Judging by a chart on Verisign’s blog, .photography appears to have the highest percentage of “business” use among the top 10 new gTLDs so far.
Verisign also found that 10% of the names it scanned redirect to a different domain. It classified these as redirects, rather than according to the content of their final destination.

Are these the 10 most-popular new gTLD domains?

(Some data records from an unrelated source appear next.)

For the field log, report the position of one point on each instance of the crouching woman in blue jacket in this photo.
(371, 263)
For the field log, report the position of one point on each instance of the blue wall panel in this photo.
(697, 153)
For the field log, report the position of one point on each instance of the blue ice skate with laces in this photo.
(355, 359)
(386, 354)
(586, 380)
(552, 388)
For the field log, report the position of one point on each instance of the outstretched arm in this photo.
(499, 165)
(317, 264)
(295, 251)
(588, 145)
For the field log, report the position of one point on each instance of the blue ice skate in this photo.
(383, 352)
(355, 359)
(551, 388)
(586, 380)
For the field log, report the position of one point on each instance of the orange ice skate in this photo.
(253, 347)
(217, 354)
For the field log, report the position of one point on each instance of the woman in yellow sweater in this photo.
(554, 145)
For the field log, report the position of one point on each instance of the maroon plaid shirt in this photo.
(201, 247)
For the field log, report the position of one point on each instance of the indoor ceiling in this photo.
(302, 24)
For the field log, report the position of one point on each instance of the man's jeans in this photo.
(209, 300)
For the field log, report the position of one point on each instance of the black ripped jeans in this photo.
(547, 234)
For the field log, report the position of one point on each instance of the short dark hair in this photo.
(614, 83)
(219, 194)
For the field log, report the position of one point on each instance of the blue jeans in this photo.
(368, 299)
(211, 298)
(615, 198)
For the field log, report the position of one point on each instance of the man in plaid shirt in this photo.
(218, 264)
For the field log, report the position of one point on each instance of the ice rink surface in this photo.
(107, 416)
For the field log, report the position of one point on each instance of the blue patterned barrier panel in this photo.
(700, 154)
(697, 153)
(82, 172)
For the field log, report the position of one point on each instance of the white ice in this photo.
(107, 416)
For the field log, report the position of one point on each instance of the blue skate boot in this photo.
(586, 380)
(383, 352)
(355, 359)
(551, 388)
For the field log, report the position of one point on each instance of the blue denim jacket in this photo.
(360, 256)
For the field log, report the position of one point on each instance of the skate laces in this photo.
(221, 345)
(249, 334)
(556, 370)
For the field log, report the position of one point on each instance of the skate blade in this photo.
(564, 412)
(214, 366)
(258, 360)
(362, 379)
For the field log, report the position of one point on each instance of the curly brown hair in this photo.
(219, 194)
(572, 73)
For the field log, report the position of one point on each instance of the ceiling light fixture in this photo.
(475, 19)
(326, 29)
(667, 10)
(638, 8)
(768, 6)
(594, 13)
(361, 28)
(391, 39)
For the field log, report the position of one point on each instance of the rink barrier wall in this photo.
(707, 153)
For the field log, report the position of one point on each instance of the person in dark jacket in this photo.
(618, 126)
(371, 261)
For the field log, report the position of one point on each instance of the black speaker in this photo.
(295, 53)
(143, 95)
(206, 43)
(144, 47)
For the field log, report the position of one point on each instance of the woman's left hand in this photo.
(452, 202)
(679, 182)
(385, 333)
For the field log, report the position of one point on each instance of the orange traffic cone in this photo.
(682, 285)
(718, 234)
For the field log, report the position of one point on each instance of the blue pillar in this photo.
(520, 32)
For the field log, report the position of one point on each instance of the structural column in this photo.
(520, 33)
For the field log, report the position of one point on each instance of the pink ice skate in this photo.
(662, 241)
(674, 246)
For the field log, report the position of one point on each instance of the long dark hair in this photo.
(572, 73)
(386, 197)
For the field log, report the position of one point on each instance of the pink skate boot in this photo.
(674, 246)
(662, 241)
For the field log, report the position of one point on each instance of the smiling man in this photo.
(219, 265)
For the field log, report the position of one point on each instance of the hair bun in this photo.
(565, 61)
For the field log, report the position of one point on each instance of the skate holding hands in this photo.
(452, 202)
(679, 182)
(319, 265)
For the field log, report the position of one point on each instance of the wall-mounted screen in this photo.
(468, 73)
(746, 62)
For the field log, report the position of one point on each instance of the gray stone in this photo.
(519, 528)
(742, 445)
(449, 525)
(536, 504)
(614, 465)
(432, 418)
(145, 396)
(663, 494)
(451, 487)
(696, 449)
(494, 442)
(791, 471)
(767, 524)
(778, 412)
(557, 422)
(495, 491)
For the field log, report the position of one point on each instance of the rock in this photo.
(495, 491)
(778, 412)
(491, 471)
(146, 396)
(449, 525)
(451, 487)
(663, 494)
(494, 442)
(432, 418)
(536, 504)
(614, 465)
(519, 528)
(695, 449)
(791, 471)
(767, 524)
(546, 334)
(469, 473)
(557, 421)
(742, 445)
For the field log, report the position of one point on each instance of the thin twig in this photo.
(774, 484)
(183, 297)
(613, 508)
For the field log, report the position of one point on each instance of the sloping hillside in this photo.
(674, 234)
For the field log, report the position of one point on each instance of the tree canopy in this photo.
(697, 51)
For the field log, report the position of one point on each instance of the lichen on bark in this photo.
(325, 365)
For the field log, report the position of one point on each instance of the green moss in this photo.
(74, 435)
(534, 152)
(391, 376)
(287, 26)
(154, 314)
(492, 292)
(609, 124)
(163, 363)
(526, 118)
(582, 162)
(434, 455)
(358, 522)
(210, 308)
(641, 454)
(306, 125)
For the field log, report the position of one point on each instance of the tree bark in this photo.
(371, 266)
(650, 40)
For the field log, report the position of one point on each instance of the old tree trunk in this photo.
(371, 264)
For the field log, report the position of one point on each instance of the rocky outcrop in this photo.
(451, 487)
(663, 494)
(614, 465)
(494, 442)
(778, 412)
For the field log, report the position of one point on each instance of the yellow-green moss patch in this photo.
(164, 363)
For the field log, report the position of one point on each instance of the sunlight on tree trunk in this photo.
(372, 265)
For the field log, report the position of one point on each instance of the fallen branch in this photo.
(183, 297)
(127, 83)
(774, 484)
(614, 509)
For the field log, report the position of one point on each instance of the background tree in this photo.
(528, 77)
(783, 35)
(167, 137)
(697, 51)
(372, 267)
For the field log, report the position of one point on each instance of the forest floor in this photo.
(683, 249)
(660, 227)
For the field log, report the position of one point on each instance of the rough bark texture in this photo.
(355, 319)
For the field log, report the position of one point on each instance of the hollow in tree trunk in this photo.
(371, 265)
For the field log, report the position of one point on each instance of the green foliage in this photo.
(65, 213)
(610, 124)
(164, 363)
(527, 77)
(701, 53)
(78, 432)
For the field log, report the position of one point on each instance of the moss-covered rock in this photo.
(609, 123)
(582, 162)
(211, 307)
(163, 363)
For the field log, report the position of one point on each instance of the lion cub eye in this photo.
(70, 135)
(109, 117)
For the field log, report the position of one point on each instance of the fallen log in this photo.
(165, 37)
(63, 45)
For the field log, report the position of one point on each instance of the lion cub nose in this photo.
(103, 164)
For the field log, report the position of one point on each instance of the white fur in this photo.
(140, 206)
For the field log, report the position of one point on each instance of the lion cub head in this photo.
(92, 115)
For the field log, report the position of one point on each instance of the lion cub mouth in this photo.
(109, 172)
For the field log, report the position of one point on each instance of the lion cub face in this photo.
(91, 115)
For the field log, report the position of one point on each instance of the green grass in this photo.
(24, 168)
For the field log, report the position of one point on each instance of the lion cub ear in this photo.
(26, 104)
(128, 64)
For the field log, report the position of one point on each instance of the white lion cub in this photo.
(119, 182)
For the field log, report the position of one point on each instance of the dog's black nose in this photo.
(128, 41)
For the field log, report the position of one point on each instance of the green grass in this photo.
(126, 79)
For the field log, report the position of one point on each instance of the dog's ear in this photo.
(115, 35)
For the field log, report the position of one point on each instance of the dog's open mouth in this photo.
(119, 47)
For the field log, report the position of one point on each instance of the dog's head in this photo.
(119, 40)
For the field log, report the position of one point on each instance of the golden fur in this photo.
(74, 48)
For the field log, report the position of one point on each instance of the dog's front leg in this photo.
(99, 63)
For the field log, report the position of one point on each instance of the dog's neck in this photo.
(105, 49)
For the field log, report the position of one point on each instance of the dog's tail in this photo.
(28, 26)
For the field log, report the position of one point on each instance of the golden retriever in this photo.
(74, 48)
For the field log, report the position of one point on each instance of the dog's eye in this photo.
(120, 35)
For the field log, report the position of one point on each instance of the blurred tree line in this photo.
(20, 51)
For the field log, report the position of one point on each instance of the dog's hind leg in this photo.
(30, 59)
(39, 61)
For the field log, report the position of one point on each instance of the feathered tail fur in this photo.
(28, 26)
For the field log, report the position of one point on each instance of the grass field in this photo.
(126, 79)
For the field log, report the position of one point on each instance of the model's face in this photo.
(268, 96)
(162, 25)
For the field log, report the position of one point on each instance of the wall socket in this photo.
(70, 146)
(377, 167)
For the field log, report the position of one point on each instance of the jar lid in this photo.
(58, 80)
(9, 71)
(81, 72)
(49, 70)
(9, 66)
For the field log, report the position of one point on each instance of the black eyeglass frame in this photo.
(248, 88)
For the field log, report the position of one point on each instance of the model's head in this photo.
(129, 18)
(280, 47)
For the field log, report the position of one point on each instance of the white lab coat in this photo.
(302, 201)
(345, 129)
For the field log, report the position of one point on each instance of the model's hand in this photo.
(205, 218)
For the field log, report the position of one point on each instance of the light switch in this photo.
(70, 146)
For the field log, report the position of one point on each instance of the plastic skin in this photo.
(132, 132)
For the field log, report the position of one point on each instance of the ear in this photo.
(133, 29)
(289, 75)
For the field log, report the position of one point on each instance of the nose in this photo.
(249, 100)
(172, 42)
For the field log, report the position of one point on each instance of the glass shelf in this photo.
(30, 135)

Kevin Murphy, February 19, 2014, Domain Registries

I’m a firm believer that the success of new gTLDs will be measured not just in registration volumes but also in usage, and usage is a lot trickier to measure than domains under management.
One way of measuring usage that’s very familiar to many domainers is Alexa, the Amazon-owned web metrics service that uses toolbars and other data sources to rank web sites by popularity.
This kind of popularity data has been incorporated into TLD Health Check for some time, as one of many means to compare TLDs.
Alexa data isn’t perfect, but it is data, so I thought it might be interesting to see which of the 147 new gTLDs currently in the root are showing up in its daily list of the top one million domains.
There are 10 names, half of which are .guru domains, on yesterday’s list. There are not many functioning web sites yet, but for whatever reason these domains all, according to Alexa, have traffic.
These are the domains, with their popularity rank in parentheses:
www.link (356,406)
The highest-ranking new gTLD domain on our list is actually banned by ICANN due to the purported risk of name collisions.
It’s reserved by Uniregistry and will not resolve or be made available for registration for the foreseeable future.
I think what we’re looking at here is a case of somebody (or more likely lots of people) using www.link in web pages when they really should be using example.com.
beatport.singles (538,603)
Possible cybersquatting? Beatport (I’m old and unhip enough that I had to Google it) is an online electronic music store and the domain is registered via Go Daddy’s Domains By Proxy service.
The domain presumably refers to music “singles” rather than marital status, but it doesn’t seem to resolve from where I’m sitting. Quite why it’s getting traffic is beyond me. A typo in a URL somewhere? IP lawyers?
gtu.guru (589,205)
The first resolving name on our list leads to a work-in-progress Blogger blog. It’s registered to a chap in Gujarat, India, leading me to infer that GTU is Gujarat Technological University. Another squat?
seo.guru (671,647)
The first domainer on the list, I believe. The guy who registered seo.guru paid roughly $2,500 for it during Donuts’ first Early Access Program. It’s currently parked at Go Daddy.
I’d hazard a guess that it’s on the list because it’s a dream URL for an SEO professional (or charlatan, take your pick) and SEOs checking its availability are much more likely to have the Alexa toolbar installed.
deals.guru (790,778)
This one resolves to an under construction page.
I’d speculate that the pre-release $8,100 sale of deals.xyz caused a lot of domainers to check out whether the same second-level was available in other new gTLDs, spiking its traffic and causing an Alexa appearance.
nic.club (796,727)
The only registry-owned domain on our list — nic.club is the official registry web site of .CLUB Domains, which has its .club gTLD in sunrise until the end of March.
Is its appearance on the list indicative of strong pre-launch marketing or something else?
beekeeping.guru (857,778)
I’m not making this stuff up. This domain belongs to a British pest control company but resolves to a default Apache page. I can’t begin to guess why it’s getting traffic.
cp.wien (864,800)
An unregistered name in a sunrise gTLD. Possible name collision?
shop.camera (873,146)
Hot dang, we have a web site!
The domain shop.camera was only registered 10 days ago, but it already leads to what appears to be a fully-functioning Amazon affiliate site, complete with “Shop.Camera” branding.
freebitcoin.guru (994,404)
An email-gathering affiliate marketing site that I personally wouldn’t touch with yours. Still, it looks quite slick compared to the others on the list and it appears that the owner has made some effort to promote it.